Science

America's First Climate Change Refugees Are Native Americans

The Biloxi-Chitimacha-Choctaw Indians who live on the Isle de Jean Charles have to move.

Karen Apricot / Flickr

A coastal Native American community in Louisiana has just announced it will relocate to escape rising tides that have already swallowed 98 percent of its land.

The Isle de Jean Charles band of the Biloxi-Chitimacha-Choctaw Indians lives on a narrow strip of land, just a quarter mile wide by half a mile long. In 1950, the island covered 15,000 acres. Officially, the community is the first in the United States to relocate as a direct result of climate change.

“There is no silver lining to the plight of the Biloxi-Chitimacha-Choctaw Indians, no light at the end of the tunnel,” according to researchers at Northern Arizona University. “Their island is sinking into the sea and the erosion seems to hasten by the day, the flooding worse with each storm season. Some residents claim they lose an inch every twenty minutes.”

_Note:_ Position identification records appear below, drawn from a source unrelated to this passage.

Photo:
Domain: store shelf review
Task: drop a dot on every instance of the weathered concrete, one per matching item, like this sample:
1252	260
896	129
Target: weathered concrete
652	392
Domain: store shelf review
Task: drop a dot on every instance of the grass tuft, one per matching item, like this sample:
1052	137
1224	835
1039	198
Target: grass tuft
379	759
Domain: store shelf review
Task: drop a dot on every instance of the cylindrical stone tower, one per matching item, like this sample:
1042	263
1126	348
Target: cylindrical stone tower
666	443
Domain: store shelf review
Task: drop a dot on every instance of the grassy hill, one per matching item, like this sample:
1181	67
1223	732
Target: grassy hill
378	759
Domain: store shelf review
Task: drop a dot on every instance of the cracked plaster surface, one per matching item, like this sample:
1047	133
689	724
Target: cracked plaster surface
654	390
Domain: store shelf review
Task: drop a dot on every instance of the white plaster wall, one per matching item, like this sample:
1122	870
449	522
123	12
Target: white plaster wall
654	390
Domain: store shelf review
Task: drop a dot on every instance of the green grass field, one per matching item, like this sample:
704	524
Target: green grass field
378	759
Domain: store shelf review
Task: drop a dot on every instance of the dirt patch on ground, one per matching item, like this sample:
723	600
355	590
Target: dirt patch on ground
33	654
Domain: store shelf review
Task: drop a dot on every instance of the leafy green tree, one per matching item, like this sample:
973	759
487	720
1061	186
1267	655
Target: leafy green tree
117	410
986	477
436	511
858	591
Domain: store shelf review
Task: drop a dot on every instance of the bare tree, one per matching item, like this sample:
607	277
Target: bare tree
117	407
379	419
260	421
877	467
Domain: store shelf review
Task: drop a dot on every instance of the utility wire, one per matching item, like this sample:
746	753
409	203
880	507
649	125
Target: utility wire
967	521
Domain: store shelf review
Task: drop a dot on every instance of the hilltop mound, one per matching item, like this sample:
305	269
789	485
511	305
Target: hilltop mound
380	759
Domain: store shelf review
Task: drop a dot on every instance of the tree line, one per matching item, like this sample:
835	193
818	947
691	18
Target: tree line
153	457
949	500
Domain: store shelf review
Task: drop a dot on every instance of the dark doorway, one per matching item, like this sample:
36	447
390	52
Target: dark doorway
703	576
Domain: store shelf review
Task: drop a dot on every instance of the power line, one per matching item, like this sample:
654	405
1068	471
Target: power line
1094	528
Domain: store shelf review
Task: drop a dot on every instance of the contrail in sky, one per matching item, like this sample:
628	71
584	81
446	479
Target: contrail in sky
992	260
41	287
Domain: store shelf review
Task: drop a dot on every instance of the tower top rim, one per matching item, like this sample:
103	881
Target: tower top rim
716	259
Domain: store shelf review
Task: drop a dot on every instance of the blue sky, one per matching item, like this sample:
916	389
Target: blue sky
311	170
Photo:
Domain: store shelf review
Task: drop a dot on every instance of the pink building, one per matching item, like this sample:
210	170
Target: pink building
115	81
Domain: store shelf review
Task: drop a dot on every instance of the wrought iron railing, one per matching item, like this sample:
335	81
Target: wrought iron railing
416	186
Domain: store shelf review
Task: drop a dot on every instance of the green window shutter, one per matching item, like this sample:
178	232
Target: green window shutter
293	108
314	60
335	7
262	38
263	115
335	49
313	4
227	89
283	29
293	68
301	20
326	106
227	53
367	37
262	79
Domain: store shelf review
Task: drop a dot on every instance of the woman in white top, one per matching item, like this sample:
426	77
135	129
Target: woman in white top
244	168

Climate change-driven sea level rise is obviously part of the problem, but it’s not the whole story. Not even close. Both canal dredging for oil and gas operations and, ironically, levee building, allow for the encroachment of saltwater and disrupt the natural replenishing of Louisiana’s marshlands. An area the size of Manhattan is swallowed up every year.

What's left of Isle de Jean Charles.

Google Maps

Isle de Jean Charles was only settled in the first place because a group of Native Americans chose to retreat to the bayou rather than be forced by European settlers to move out of state and onto reservations in Oklahoma, as was the case with other nearby tribes. That part of the Louisiana swamp was officially considered uninhabitable by the state government until 1876, when they apparently noticed that people had figured out how to live there anyway, and began selling off parcels of land to the inhabitants. Previous to that time it was illegal for Native Americans to own land in the state at all.

About 100 residents remain, down from a peak of 400. The relocation will be financed in part by $48 million from the U.S. Department of Housing and Urban Development that was acquired by the State of Louisiana in this year’s billion-dollar competition for projects related to climate change resiliency.

Newtok, Alaska, is all-but-swallowed by erosion and rising seas.

Andrew Burton/Getty Images

Isle de Jean Charles is not the only community swallowed up by the rising seas, it’s just the first to figure out how to pay to rebuild elsewhere. Flooding and erosion affect 186 Alaska Native villages, and four of those are in imminent danger, according to the U.S. Government Accountability Office. Newtok, Alaska has already technically begun the relocation — six houses have been built at the proposed new town site. But how to pay for the rest? As it turns out, Alaska also submitted a proposal for that Housing and Urban Development competition, one that would have seen $62 million spent to relocate 62 families in that community. Alaska was a finalist in the competition but didn’t walk away with the money.

Kivalina, Koyukuk, and Shishmaref are the three other most-vulnerable Alaskan communities. They have each begun planning for a relocation, but are having a hard time overcoming bureaucratic hurdles and qualifying for government assistance programs.

All that's left of Kivalina, Alaska.

ShoreZone / Flickr

Government relocation of aboriginal communities has a cruel and brutal history in the United States. It used to be that authorities forced the movement of people who didn’t want it. Now the government won’t pay for the relocation of those that need it.

Climate change, it seems, is just another way that colonial interests disenfranchise aboriginal groups from their land. America got rich off of burning cheap fossil fuels, and the people now paying the price are those who have been and continue to be deliberately excluded from that economic system.